One of Glasgow's secondary schools is to adapt the city's nurture class initiative for early primary pupils to meet the needs of 12 of its S1 pupils this year.
Liz Ervine, headteacher of Springburn Academy, is to pioneer the nurture group approach, made famous by educationists Marjorie Boxall and Marion Bennathan in the 1960s and 1970s, for some of her new entrants.
The group are seen as potential NEET pupils - thought to be unlikely to enter employment, education or training after they leave school - unless there is successful intervention at secondary level. The class will be described officially as an "enhanced support group" for S1 pupils.

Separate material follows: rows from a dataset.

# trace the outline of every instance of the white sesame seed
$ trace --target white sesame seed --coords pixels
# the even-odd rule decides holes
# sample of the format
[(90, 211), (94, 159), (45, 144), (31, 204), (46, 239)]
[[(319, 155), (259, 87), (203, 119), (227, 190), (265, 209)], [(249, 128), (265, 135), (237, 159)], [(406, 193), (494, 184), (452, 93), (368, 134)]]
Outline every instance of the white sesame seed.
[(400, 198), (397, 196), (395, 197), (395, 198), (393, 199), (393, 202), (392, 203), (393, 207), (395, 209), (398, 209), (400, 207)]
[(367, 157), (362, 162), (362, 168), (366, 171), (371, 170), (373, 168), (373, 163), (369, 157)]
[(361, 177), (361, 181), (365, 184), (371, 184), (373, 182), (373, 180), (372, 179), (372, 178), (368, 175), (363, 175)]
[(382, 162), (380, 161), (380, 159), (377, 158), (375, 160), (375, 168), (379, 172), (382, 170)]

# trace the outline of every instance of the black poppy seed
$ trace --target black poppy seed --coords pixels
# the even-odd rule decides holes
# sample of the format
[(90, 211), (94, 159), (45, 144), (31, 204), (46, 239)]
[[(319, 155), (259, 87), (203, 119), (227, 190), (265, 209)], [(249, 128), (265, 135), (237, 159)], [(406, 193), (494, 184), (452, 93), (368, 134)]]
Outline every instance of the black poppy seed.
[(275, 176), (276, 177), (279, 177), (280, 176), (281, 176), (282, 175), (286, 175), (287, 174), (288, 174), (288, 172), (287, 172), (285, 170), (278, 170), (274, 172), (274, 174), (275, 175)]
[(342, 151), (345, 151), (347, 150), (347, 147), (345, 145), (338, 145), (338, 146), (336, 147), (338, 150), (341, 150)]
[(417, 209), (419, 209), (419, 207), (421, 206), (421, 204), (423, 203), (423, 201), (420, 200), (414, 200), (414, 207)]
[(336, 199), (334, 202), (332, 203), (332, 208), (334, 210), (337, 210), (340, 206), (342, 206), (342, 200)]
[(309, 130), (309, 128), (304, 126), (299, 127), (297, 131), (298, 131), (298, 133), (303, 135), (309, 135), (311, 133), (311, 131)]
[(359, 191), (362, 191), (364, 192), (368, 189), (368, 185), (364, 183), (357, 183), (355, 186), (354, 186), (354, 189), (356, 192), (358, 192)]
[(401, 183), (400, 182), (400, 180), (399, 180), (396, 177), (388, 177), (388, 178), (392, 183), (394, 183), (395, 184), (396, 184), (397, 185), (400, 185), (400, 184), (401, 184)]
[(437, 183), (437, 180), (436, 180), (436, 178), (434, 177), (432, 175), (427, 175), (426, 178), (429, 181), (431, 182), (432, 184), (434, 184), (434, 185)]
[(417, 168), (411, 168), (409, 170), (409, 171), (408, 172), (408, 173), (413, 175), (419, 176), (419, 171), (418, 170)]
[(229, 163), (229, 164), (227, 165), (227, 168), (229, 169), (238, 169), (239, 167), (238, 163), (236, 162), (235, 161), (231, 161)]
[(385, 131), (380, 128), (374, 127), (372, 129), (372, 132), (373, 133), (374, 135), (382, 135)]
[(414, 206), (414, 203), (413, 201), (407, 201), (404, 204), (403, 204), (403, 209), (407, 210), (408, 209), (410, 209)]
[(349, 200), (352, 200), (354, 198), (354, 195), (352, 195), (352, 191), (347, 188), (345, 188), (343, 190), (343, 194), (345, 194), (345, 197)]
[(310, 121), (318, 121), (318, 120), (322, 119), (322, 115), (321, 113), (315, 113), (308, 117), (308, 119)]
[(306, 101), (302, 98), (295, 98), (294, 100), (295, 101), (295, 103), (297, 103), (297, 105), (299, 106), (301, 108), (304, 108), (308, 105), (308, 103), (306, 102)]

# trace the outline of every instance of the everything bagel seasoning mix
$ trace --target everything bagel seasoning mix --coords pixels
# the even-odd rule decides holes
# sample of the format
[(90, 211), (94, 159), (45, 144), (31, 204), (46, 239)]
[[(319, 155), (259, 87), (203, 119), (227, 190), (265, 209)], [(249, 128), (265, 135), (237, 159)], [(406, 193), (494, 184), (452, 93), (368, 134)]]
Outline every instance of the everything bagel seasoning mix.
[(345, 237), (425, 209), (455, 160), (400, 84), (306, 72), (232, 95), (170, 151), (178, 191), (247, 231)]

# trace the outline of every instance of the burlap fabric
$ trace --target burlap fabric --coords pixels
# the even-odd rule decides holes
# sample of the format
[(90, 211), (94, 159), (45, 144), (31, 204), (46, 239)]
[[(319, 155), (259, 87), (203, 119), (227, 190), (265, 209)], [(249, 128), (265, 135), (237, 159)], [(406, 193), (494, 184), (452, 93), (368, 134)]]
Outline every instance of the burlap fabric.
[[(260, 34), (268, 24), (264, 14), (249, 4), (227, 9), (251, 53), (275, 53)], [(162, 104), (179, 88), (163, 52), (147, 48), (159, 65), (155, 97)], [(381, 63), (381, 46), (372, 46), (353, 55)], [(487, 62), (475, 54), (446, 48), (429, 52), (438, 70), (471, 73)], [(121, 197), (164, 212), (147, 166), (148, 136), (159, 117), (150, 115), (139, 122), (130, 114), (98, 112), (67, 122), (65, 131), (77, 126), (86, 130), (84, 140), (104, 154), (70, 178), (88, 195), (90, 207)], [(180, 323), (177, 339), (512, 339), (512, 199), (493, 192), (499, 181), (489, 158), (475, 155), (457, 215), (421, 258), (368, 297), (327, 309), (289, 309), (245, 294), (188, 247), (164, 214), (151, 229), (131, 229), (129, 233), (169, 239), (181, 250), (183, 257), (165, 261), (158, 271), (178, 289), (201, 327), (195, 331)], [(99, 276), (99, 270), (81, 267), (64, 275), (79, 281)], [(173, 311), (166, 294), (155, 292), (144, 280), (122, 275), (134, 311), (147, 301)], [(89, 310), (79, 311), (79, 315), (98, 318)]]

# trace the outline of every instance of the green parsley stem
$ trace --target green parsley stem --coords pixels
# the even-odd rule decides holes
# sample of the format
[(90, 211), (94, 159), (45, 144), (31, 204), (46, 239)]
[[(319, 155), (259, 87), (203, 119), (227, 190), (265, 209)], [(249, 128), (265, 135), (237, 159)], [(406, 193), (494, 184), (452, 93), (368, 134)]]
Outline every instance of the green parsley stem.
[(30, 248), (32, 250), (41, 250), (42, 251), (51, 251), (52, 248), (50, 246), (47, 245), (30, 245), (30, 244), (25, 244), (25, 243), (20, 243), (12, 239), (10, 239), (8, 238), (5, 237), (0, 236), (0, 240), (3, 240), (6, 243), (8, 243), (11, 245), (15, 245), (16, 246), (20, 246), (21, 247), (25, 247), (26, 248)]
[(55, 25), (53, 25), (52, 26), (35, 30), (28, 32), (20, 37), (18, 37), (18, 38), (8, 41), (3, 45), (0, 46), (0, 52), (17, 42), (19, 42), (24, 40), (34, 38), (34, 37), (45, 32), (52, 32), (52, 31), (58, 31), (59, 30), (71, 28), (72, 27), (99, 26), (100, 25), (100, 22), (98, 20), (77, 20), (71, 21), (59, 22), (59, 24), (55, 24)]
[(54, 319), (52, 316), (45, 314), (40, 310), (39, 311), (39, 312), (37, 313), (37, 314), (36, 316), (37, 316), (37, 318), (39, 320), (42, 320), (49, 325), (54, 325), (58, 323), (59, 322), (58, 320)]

Unofficially, Ms Ervine calls it "a nurture group for secondary".
The term "nurture group", or "nurture class", is usually applied to P1 and P2 children who need more structured support to help them develop the skills and attitudes needed to function and learn in primary.
They are usually identified using the "Boxall" profile developed by Marjorie Boxall, and then withdrawn for part of the school day to a small class of 10 to 12 with a specially trained teacher and assistant. They maintain contact with their core class and are usually reintegrated completely within two to five terms.
A successful pilot of nurture classes in 17 of Glasgow's primaries has led to it being extended to 58 classes in all.
Springburn Academy was in the second tranche of the Scottish Executive's programme of Schools of Ambition and has received additional funding of Pounds 35,000 from Lord Laidlaw's youth project to support its work on mentoring and citizenship.
The pupils in the nurture group will be identified by the depute headteacher in charge of primary and secondary liaison, the principal teacher in charge of support for learning and the headteachers of associate primaries.
Ms Ervine describes the group as "pupils working at level A or B, who may have emotional problems, social work or psychological involvement, or other difficulties identified by the headteacher".
She describes them as the kind of youngster who has difficulty with the curriculum in first year of secondary, becomes "ill" and is struggling by Christmas. "The pattern is repeated in S2, after which they never really come back," she said.
"We are trying to set up a programme which we think will be interesting and exciting for them. We will do literacy and numeracy work in a classroom which will be a bit like a primary nurture group - they will be in the same place for maths and language."
A key element will be involvement with local businesses which will give pupils access to enterprise activities and business staff the opportunity to develop mentoring skills.
"We are playing catch-up with these young people because they have not had the opportunity to go to a nurture group when they started primary school,"
Ms Ervine commented.
Once nurture groups have become established in the city's primaries, she hopes that secondary schools will not need to set them up.
As in the primary nurture classes, the Springburn group will concentrate on social and emotional development. Circle time-type opportunities, which allow pupils to discuss feelings, may be held during break because that is when they may encounter problems socialising with their peers.
Ms Ervine also hopes to build up the pupils' experience and confidence in home economics and living skills. Parents will be invited in every Friday afternoon to view their children's work.